2) If I want to fine-tune one of these pre-trained multilingual models, I have to train the model in a new task? I am planning to use STSb to train distiluse-base-multilingual-cased but I don't know if it is a good a idea.

Secondly about the make_multilingual.py:

1) Can I used it to expand the languages used in the above pre-trained multilingual models?

2) Does the student have to be a multilingual model?

3) When you use a multilingual model as the student model, does it lose its initial capabilities? For example in the code you use xlm-roberta-base (who can use 100 languages) to imitate bert-base-nli-stsb-mean-tokens' in 6 languages. Is the resulting model still useful for the initial taks that could do over the 100 languagues?

4) Can I use this code for fine-tuning a pre-trained mutlilingual model?

5) I have tried to run the code without changes in Google Colab using a GPU and it give an RunError for the RAM used. Is this normal? (I mean, is this code created in order to be used in Google Colab?)

nreimers commented 3 years ago

Hi, 1) Yes, these models can be used out-of-the-box for 50+ languages (listet on the page, where we had parallel data). For other languages, the results are not that great (see: https://arxiv.org/abs/2004.09813 Table 10)

2) The models are already fine-tuned for a specific task, like STS or duplicate questions detection. But sure, you can further train them on your specific task if you have data. But further training them on STSb is not really needed

1) Yes

2) Yes, it should have a multilingual vocabulary. If you use the English BERT, the issue is that words in other languages are not in the vocabulary. For example, words in Chinese will be mapped for English BERT all to the unknown token => learning of that language is not really possible if all tokens are just UNKNOWN

3) The model is much better for languages where you have parallel data compared to languages where you don't have parallel data. See in the linked paper Table 9 and 10.

4) Yes

5) Never testet it on Google Colab. Depending on the model, the sentence length and the batch size, the training might require a lot of VRAM. I thin in Colab, the available VRAM is quite limited, so you must reduce these parameters (model size, sentence length, batch size) so that it fits on your GPU

Huertas97 commented 3 years ago

Thank you @nreimers!

With your answer, I could make my mind up and understand everything better.

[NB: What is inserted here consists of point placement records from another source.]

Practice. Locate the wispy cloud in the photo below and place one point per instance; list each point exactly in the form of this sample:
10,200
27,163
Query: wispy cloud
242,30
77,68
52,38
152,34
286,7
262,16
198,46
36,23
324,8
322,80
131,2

AlhelyGL commented 3 years ago

@nreimers Hi, do you mean the 53 languages listed in

"We used the following languages for Multilingual Knowledge Distillation: ar, bg, ca, cs, da, de, el, es, et, fa, fi, fr, fr-ca, gl, gu, he, hi, hr, hu, hy, id, it, ja, ka, ko, ku, lt, lv, mk, mn, mr, ms, my, nb, nl, pl, pt, pt, pt-br, ro, ru, sk, sl, sq, sr, sv, th, tr, uk, ur, vi, zh-cn, zh-tw."

This may be a silly question sorry but I don't see english, does distiluse-base-multilingual-cased-v2 supports english?

nreimers commented 3 years ago

@AlhelyGL Of course the model also supports English. The listed languages are the additional languages besides English.

AlhelyGL commented 3 years ago

@nreimers Thank you! sorry if that was too silly I wanted to make sure.